La comédie, un genre cinématographique incontournable

Né de l’incontournable comique de muet de Chaplin et Keaton, le genre cinématographique de la comédie aura lui même finit par se décomposer en divers sous genres. Parmi ceux là, on compte notamment les comédies musicales qui ont su se développer grâce à l’arrivée du son au grand écran. Au départ, des thèmes plus moroses sont abordés, phénomène dû à la Grande Dépression de 1929. Dans Chercheuses d’or (1933), la séquence “We’re in the Money”, est une véritable glorification de l’argent qui en ces temps là manquait terriblement aux ménages américains. Par ailleurs, ce genre représente bien souvent l’humeur du pays. En 1940, ces comédies deviennent plus joyeuses, et même militantes   . Elles retranscrivent le sentimentalisme, le patriotisme et même l’agressivité de cette Amérique qui s’en allait en guerre.
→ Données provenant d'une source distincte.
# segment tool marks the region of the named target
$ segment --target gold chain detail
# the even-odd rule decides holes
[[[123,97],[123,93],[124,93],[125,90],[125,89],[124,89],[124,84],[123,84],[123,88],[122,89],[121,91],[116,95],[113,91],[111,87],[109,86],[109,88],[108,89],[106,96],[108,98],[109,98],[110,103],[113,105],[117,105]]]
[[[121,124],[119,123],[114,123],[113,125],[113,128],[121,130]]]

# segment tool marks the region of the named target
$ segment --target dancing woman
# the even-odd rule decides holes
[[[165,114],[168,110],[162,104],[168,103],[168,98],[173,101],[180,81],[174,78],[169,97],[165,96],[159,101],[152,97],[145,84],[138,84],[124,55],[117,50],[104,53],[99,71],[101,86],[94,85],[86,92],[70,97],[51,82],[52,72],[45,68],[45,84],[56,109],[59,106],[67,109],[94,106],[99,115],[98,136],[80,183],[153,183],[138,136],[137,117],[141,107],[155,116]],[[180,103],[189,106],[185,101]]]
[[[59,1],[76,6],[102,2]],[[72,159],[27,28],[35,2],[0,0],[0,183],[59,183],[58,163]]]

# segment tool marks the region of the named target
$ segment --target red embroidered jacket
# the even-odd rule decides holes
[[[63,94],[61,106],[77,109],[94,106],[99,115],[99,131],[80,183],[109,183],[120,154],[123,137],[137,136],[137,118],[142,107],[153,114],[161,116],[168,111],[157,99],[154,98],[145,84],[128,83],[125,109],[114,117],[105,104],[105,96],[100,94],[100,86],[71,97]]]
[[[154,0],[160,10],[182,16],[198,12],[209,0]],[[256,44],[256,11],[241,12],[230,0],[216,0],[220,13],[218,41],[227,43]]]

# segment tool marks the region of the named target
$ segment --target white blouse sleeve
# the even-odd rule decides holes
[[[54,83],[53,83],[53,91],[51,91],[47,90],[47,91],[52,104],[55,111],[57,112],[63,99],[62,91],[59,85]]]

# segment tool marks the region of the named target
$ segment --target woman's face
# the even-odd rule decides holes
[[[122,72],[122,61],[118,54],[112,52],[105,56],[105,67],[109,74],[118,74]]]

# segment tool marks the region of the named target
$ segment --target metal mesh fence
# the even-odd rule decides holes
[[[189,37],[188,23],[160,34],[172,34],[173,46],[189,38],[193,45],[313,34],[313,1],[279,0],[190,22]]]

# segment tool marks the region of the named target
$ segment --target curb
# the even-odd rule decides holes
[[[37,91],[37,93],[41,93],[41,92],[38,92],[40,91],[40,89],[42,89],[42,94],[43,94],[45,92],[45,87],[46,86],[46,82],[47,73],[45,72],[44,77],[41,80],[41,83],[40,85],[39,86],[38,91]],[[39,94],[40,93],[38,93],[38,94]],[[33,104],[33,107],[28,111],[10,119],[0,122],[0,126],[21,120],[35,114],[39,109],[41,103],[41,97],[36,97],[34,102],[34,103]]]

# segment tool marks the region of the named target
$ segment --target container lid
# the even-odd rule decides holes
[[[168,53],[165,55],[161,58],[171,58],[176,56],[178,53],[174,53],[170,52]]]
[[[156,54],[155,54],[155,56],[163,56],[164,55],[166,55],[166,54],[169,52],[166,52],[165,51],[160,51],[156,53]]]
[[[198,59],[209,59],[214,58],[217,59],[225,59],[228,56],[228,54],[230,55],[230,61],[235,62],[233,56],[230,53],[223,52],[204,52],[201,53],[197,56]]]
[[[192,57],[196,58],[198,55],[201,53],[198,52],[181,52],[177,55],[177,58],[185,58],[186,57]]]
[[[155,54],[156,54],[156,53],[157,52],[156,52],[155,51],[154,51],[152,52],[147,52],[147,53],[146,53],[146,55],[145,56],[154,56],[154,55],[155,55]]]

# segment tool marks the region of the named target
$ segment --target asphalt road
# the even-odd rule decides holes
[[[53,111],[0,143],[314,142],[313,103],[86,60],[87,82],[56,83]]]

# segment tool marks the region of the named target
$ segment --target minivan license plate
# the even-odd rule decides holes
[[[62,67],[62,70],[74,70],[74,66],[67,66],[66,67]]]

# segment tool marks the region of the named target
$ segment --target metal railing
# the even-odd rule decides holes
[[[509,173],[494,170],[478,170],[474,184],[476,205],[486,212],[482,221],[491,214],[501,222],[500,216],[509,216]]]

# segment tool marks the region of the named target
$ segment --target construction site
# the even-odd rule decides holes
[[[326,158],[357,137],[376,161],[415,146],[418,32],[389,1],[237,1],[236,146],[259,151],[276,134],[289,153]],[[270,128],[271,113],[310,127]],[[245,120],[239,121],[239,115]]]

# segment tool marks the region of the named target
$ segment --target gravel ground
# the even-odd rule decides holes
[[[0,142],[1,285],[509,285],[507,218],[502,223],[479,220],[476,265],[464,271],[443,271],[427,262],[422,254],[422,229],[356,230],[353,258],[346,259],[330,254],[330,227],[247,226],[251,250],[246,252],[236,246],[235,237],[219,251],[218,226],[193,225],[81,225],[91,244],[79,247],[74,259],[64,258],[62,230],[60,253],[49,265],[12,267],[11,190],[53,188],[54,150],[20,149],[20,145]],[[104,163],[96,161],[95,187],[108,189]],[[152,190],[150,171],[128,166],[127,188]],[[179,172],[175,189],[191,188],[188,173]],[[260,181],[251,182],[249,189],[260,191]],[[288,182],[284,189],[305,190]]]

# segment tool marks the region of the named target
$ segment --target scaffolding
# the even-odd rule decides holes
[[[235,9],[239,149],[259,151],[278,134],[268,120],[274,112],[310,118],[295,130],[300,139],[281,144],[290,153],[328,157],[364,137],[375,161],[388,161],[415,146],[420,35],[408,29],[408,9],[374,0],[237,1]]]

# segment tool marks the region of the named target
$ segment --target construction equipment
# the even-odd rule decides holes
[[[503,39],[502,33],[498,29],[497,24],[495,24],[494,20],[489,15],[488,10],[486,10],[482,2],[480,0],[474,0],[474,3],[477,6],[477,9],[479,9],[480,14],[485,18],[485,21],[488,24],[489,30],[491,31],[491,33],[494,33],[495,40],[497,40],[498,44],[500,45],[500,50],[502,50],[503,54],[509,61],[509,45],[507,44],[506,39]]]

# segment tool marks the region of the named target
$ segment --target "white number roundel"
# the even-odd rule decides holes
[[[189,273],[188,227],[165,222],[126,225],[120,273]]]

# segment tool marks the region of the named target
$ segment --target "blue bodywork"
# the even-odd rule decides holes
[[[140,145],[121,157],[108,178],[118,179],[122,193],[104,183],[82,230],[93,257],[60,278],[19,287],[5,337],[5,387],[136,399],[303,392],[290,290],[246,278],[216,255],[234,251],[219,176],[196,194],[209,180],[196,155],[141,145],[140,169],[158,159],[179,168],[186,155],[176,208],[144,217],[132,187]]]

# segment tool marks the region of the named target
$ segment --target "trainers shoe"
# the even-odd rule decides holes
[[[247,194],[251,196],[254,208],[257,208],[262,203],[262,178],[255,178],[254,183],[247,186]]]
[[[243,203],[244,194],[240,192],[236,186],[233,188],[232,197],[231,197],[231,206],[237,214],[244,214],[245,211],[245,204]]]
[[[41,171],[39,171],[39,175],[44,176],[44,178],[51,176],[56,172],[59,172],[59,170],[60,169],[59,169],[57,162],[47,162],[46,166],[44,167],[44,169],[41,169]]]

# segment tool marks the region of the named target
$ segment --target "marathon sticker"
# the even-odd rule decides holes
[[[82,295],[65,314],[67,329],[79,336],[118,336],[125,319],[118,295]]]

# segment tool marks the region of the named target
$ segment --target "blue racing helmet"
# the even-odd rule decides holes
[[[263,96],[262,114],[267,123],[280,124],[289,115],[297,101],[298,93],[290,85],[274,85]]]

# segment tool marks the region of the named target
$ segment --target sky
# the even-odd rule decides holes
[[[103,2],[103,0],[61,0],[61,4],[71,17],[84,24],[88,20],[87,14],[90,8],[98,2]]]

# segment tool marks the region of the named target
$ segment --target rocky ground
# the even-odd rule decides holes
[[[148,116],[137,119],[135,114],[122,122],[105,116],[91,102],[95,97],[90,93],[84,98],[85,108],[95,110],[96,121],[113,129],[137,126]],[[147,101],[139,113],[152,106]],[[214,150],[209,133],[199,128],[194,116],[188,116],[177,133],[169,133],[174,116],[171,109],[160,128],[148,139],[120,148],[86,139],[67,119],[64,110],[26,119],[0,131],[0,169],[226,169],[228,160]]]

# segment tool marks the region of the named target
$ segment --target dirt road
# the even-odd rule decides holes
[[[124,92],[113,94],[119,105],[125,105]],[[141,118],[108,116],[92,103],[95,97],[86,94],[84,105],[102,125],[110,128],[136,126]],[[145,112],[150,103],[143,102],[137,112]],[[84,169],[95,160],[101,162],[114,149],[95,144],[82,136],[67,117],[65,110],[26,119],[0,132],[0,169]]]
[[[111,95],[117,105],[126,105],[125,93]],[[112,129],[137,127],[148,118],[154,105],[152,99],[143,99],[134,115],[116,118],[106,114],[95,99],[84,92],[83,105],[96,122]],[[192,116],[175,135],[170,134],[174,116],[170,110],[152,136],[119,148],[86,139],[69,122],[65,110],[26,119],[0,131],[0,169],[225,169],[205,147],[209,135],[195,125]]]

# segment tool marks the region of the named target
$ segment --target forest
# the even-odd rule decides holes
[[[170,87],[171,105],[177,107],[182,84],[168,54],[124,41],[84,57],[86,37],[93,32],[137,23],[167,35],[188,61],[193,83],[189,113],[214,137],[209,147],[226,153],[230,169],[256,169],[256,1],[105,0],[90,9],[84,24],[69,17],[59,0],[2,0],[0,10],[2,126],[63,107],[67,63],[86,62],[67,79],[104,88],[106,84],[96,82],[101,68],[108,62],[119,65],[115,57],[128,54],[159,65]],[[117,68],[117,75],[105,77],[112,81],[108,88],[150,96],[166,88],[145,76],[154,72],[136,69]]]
Ce cinéma musical trouve néanmoins son apogée sous l’ère Travolta dans les années 70, avec des films comme La Fièvre du samedi soir (1977), Grease (1978) ou encore Dirty Dancing (1987) où l’on retrouve les célèbres bandes son des Bee Gees et de Patrick Swayze. Le genre reste toujours apprécié aujourd’hui avec des films tel que La La Land (2016) ou The Greatest Showman (2017).
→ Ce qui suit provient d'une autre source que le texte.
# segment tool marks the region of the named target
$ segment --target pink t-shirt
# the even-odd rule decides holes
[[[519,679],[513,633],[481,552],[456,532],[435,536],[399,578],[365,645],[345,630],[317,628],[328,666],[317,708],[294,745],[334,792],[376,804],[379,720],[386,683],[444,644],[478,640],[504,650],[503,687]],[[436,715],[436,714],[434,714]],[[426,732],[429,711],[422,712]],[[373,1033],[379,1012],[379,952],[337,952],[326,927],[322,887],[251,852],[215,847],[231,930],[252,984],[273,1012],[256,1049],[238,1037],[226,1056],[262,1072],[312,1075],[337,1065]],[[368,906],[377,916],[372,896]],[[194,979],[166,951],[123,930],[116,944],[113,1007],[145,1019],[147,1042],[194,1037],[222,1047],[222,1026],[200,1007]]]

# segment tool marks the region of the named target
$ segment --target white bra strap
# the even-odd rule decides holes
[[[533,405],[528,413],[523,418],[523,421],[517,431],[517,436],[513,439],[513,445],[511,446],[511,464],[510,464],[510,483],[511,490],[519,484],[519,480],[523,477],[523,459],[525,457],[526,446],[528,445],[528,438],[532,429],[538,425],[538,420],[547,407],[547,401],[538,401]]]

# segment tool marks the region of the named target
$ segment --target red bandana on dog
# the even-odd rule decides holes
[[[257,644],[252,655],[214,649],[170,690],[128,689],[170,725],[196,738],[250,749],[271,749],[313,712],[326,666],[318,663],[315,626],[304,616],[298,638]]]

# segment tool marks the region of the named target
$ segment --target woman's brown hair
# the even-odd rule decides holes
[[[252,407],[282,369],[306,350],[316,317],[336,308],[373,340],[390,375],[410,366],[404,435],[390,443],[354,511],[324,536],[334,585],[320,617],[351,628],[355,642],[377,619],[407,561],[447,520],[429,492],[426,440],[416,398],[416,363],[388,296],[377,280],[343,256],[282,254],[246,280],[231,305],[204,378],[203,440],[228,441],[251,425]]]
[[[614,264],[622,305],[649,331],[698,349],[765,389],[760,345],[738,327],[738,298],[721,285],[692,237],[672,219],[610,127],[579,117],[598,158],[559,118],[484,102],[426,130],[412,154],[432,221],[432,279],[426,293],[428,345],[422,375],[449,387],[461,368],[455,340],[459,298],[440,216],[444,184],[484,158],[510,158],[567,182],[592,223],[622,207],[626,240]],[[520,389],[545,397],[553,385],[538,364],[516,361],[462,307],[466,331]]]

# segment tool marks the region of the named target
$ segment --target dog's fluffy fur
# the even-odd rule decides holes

D’un autre côté, on retrouve la Screwball Comedy qui doit son nom au baseball et qui connaît son apogée dans les années 1930, 1940. Celle ci repose sur l’idée principale que l’amour ne peut grandir qu’en étant contrarié. Des réalisateurs comme Howard Hawks s’appuient sur ce principe dans des films comme Chérie, je me sens rajeunir (1952), et y ajoutent même parfois une touche politique comme c’est le cas dans L’Impossible Monsieur Bébé (1938). 

Dans les années 1980, l’esprit de la comédie s’orientent plutôt vers des films pour adolescents. On retient surtout de jeunes héros comme Marty McFly incarné par Michael J.Fox dans Retour vers le futur (1985). Des films comme Les Goonies (1985) auront aussi laissé leurs traces, tout comme d’autres plus osés avec la saga American Pie (1999) par exemple.

 

Le film d’horreur, le genre cinématographique le plus intense

La première apparition au cinéma du “terrifiant” passe plutôt par le fantastique et la création de personnages comme Frankenstein. Les vrais débuts de l’horreur se caractérise plutôt par le mouvement d’horreur gothique. Là encore des personnages issus des romans du même genre se voient représentés à l’écran. Ainsi Bela Lugosi et Boris Karloff auront l’honneur de porter les costumes d’icônes de l’épouvante, en 1931 dans Dracula et Frankenstein. Cette arrivée de l’exotisme,de l’hérésie, du surnaturel et de la prémonition imposera également une atmosphère étroitement lié à celle de l’expressionnisme allemand, comme on le retrouve dans Nosferatu le vampire (1922). Ce genre là permettra par ailleurs au cinéma de dévoiler l’étendue de son potentiel, avec un travail remarquable au niveau des jeux d’éclairage et de décors. On observe cette avancée jusque dans les années 60 au cours desquelles des films majeurs de l’histoire comme Psychose (1960) d’Alfred Hitchcock, Rosemary’s Baby (1968) de Roman Polanski, ou encore La maison du diable (1963) de Robert Wise, paraîtront dans les salles de cinéma. 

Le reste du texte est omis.